Esther George, president and chief executive officer of the Federal Reserve Bank of Kansas City, announced on May 25th, 2022 that she intends to retire in January of 2023, as required by the Federal Reserves mandatory retirement rules for Reserve Bank presidents. Esther began serving as president on October 1st, 2011. She will have been with the Kansas City Federal Reserve for nearly 41 years at the time of her retirement. She was directly involved in the Tenth District’s banking supervision and discount window lending activities during the banking crisis of the 1980s and post-9/11.

The Kansas City Fed’s president and CEO leads a public-facing institution that is responsible for conducting monetary policy, providing financial services to depository institutions and the U.S. Treasury, and supervising banking organizations within the Tenth Federal Reserve District, a seven-state region that includes western Missouri, Kansas, Nebraska, Oklahoma, Colorado, Wyoming and northern New Mexico.
The president also represents the region on the Federal Open Market Committee, the Fed’s monetary policy-making body, and is responsible for leading a workforce of more than 2,000 employees in Kansas City and its branch offices in Omaha, Denver and Oklahoma City.

Duke Dujakovich, the president of the Greater Kansas City AFL-CIO, has been named to the five member Search Committee to name a replacement for Esther George. He is the Deputy Chair of the Search Committee. The other members are: María Griego-Raby, President and Principal, Contract Associates, Albuquerque, New Mexico; Ruben Alonso III, Chief Executive Officer, AltCap, Kansas City, Missouri; Board Chair – Edmond Johnson, president and chief executive officer, Premier Manufacturing, Inc. and ENFusion, Frederick, Colorado; and Doug Stussi, Executive Advisor, Love Family of Companies, Oklahoma City, Oklahoma. Duke is one of just two members on the Search Committee that actually live in the Kansas City-area.

“Under Esther’s leadership, the Kansas City Fed has continued to deliver operational excellence across its mission areas of financial services and financial institution supervision, as well as maintain a strong commitment to public engagement,” Griego-Raby said. “Our challenge is to select a leader who can continue to build on the Bank’s outstanding reputation and provide a thoughtful, independent view on monetary policy.”

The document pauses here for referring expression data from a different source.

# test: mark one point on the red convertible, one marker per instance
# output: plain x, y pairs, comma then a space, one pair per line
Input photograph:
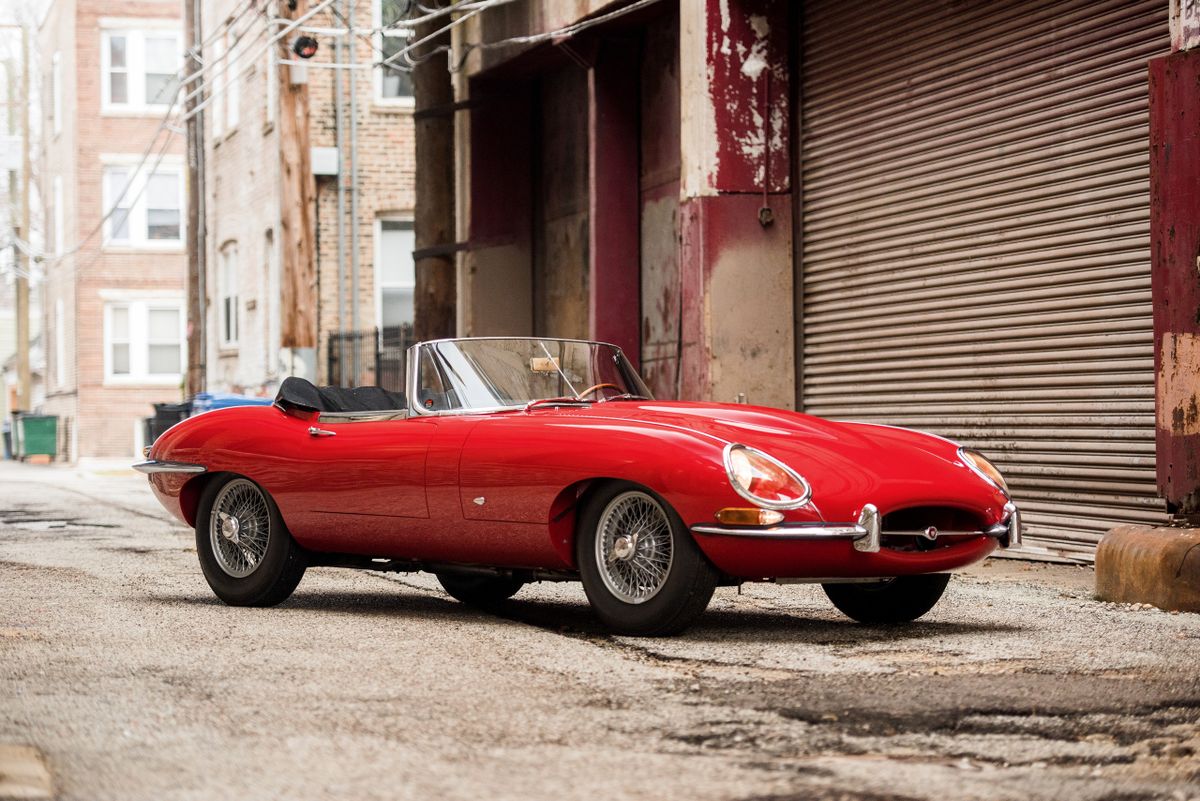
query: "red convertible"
511, 461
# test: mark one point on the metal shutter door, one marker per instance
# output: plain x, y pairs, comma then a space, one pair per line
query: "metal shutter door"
976, 241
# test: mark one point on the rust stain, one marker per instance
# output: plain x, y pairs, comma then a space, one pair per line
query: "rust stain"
1179, 386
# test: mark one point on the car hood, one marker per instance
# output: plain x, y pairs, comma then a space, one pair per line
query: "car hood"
846, 463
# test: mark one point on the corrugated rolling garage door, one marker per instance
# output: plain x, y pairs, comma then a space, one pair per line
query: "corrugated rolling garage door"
976, 241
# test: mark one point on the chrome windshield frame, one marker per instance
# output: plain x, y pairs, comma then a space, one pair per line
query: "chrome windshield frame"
417, 350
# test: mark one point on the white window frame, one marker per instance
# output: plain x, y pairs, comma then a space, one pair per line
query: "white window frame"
377, 72
57, 92
227, 257
139, 305
135, 32
393, 217
59, 216
138, 240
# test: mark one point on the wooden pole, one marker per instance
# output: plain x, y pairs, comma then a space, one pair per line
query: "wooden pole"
435, 224
197, 341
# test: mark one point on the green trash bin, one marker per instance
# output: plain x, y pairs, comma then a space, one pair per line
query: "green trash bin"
37, 435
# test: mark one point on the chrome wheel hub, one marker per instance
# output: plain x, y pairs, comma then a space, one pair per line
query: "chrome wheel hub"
239, 528
634, 547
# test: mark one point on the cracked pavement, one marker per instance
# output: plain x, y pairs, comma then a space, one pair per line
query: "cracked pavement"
131, 679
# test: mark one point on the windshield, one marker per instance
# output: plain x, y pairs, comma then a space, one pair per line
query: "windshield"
479, 374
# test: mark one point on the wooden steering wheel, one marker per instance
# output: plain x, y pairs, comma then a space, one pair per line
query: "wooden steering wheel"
594, 387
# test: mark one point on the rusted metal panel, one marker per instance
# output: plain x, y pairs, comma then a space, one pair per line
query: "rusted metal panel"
561, 266
1175, 232
976, 256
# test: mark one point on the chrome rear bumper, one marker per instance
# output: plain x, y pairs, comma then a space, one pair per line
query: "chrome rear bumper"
867, 533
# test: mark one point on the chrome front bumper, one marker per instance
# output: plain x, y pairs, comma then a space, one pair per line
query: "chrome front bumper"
154, 465
868, 534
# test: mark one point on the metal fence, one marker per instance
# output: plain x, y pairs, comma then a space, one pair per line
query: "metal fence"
371, 357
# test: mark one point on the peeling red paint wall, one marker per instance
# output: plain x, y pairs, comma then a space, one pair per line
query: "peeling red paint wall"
748, 56
1175, 277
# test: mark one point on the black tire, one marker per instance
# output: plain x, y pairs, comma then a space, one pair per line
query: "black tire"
273, 576
895, 601
678, 597
481, 591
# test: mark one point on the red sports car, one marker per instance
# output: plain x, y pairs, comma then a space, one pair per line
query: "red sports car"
523, 459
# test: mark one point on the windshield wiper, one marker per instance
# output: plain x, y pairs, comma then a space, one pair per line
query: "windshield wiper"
567, 401
627, 396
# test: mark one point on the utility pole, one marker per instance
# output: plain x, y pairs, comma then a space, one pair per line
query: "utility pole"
435, 302
298, 192
24, 391
197, 341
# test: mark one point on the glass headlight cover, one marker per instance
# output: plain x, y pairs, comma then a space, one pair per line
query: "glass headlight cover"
985, 469
765, 481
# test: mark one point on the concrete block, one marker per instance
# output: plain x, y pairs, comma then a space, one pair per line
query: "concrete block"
1137, 564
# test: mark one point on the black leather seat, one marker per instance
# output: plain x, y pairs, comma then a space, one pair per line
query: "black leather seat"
299, 393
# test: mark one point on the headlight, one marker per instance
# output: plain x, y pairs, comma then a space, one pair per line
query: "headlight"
765, 481
985, 469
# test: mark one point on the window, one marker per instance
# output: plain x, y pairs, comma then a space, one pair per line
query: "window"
145, 210
227, 284
57, 92
139, 70
143, 341
395, 272
393, 84
59, 217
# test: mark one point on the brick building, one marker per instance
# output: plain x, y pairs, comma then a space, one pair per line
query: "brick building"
113, 297
936, 217
364, 196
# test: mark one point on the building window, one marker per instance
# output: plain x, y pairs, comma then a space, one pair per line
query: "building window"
227, 284
393, 84
395, 272
139, 70
143, 341
59, 217
57, 92
144, 210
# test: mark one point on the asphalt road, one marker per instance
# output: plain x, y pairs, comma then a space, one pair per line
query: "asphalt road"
135, 682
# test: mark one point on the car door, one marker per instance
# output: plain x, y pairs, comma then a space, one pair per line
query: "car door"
358, 482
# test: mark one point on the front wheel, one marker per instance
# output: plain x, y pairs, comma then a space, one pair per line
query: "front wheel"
246, 553
641, 570
893, 601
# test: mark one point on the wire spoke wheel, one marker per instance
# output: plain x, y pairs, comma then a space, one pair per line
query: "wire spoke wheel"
239, 528
634, 548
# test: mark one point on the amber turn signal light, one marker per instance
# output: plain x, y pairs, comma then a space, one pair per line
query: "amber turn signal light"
733, 516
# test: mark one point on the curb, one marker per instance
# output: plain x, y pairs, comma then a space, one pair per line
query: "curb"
1138, 564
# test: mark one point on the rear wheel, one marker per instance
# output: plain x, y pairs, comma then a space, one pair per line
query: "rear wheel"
893, 601
246, 553
483, 591
641, 570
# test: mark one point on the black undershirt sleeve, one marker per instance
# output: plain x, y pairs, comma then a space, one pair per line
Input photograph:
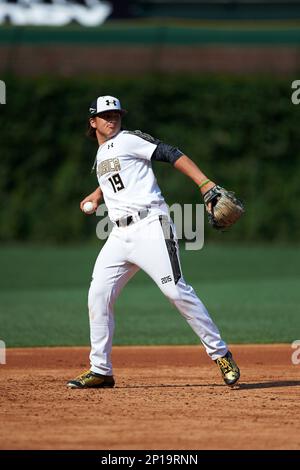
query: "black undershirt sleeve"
166, 153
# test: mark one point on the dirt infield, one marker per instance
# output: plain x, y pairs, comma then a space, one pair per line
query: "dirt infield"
165, 398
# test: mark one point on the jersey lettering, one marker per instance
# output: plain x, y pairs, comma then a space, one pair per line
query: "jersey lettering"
111, 164
116, 182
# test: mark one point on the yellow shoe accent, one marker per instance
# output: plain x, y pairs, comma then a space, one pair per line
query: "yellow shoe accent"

“It’s a very important time for the federal reserve bank. Being on the search committee and trying to find the next president of the bank is a really really heavy task. I am proud to be bringing my perspective: that of working people.” said Duke Dujakovich. “One of the other things is the vast nature of the 10th District. It is the second largest geographic area of any of the bank’s districts and covers an area of half a million square miles.”

“The next president of the KC Fed should have a strong balance of both monetary policy and economics, but also, organizational management and being able to run a large institution or organization,” said Ruben Alonso III.

“You clearly want someone who is inclusive. Someone who has the culture and the values of the 10th district. You want someone who is inquisitive. You want someone who is questioning. You want someone who is ethical. You want someone who is trustworthy,” said Doug Stussi.

The Federal Reserve is the most powerful economic institution in the United States, and perhaps the world. Its core responsibilities include setting interest rates, managing the money supply, and regulating financial markets. The Federal Reserve Banks have an intermediate legal status, with some features of private corporations and some features of public federal agencies.

Strange as it may be, Kansas City is home to one of the twelve Federal Reserve Banks. The 12 Reserve Banks oversee the regional member banks, protect regional economic interests, and ensure that the public has clout in central bank decisions. Although Federal Reserve Banks don’t operate for profit, they generate income from interest on government securities acquired through Fed monetary policy actions and financial services provided to depository institutions. Each year, after accounting for operational expenses, the regional banks return any excess earnings to the U.S. Treasury. Overall, these regional banks are involved with four general tasks: formulate monetary policy, supervise financial institutions, facilitate government policy, and provide payment services.